A: There is no single answer — conservatism varies by limit state and by load condition. For flexural capacity of compact beams, all four codes give comparable results (within 5%). For LTB of intermediate-length beams, AS 4100 is typically most conservative. For bolt shear capacity, AISC 360 gives the lowest single-bolt values. For slender Class 4 sections under compression, EN 1993 is the most conservative. The correct comparison framework is the total reliability margin (load factor / resistance factor), not resistance factors in isolation.

Q: Can I mix sections from one code with the design rules of another?

A: This is inadvisable. Each code's design rules were calibrated against the material properties, geometric tolerances, and section catalogs of its native jurisdiction. For example, W-shapes in the AISC catalog are produced to ASTM A6 tolerances, while UB sections are produced to AS/NZS 3679.1 tolerances. The phi factors in each code implicitly account for these tolerance differences. Using a W18x35 with AS 4100 design rules may produce a conservative or unconservative result — without a systematic study, you cannot know which.

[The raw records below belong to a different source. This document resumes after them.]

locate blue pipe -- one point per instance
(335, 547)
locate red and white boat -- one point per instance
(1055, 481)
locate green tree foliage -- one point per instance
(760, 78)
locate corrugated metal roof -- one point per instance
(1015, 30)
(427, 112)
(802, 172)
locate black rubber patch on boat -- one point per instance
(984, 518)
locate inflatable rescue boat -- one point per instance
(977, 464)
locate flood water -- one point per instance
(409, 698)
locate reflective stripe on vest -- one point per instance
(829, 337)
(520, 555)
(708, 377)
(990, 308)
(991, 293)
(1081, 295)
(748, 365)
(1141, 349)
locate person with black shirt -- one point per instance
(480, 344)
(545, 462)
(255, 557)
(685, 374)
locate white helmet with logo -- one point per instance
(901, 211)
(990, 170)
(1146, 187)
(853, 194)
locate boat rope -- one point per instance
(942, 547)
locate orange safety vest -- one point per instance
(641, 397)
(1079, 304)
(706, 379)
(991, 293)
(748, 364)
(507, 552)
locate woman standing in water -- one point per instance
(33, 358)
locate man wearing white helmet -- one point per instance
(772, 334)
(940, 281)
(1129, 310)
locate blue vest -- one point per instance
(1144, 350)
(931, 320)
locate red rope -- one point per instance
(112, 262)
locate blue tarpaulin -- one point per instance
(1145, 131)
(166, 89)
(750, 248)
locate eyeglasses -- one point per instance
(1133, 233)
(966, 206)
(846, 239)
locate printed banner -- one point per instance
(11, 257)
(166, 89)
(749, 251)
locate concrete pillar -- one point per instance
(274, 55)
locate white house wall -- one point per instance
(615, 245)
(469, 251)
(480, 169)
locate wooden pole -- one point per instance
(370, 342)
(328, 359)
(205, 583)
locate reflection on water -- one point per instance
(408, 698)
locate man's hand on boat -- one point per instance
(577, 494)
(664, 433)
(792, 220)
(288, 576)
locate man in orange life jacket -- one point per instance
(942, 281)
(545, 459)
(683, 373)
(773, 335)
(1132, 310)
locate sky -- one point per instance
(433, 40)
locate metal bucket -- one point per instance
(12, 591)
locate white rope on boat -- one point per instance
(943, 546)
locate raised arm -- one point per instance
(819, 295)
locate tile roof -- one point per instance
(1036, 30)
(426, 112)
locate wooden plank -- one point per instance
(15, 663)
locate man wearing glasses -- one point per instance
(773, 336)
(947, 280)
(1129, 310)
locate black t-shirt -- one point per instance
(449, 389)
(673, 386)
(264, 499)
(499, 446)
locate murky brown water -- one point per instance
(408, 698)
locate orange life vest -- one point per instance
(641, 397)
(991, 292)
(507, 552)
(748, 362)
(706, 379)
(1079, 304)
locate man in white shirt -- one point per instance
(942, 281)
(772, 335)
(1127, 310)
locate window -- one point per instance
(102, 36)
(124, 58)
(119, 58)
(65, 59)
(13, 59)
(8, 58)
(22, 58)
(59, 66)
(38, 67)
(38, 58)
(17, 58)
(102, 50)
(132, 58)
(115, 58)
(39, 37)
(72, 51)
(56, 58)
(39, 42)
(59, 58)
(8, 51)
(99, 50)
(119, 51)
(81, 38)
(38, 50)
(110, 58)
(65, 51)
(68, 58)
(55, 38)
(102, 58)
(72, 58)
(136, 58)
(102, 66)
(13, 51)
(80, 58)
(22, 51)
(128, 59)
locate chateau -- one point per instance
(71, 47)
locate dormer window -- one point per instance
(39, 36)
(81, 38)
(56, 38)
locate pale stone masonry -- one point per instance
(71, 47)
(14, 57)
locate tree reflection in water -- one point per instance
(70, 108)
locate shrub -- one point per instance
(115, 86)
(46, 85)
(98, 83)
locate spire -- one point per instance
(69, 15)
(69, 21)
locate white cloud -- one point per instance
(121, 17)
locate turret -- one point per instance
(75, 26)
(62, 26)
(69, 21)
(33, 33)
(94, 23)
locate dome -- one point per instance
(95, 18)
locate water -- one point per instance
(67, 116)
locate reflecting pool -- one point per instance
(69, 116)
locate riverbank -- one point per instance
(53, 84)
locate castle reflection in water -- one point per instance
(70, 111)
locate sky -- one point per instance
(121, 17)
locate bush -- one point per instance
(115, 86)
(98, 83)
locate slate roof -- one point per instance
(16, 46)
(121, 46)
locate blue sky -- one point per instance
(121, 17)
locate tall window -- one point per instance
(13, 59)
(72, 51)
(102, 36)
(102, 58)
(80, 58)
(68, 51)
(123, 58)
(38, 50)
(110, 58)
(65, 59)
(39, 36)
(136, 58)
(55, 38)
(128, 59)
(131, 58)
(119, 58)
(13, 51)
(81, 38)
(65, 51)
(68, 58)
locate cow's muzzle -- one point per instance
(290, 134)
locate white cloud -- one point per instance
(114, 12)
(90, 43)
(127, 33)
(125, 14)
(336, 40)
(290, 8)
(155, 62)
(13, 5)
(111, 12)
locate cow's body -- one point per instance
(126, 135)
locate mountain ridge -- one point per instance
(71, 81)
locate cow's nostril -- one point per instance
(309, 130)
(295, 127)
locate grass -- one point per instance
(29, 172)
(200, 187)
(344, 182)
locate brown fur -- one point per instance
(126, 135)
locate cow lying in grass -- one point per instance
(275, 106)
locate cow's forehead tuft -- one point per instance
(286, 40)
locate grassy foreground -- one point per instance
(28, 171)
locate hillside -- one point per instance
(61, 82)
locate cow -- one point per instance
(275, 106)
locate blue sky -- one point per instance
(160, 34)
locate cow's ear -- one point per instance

Q: Why does EN 1993 use 5 buckling curves when AISC uses only 1?

A: EN 1993's philosophy is that different cross-section types, manufacturing processes, and buckling axes have systematically different geometric imperfection sensitivities. Hot-rolled I-sections buckling about the strong axis have smaller imperfections (curve a or b) than welded box sections bucking about the weak axis (curve d). AISC handles this implicitly through the single column curve, which represents a lower-bound fit to test data across all common section types. The EN 1993 approach gives more refined (and generally less conservative) results for hot-rolled sections buckling about the strong axis, at the cost of greater complexity. For most building columns, the practical difference is 5-10% on capacity.

Q: How do I document which code I used in my design report?

A: State the governing standard and edition explicitly: e.g., "Beam flexural capacity computed per AISC 360-22, Chapter F, LRFD method." Record all load factors (source standard + combination), all phi factors, all section classification assumptions (compact/non-compact/slender), and any Cb/alpha_m values used. This is required for peer review and for demonstrating compliance with the building permit conditions. Multi-code calculators like Steel Calculator label the governing standard on every output, making this documentation straightforward.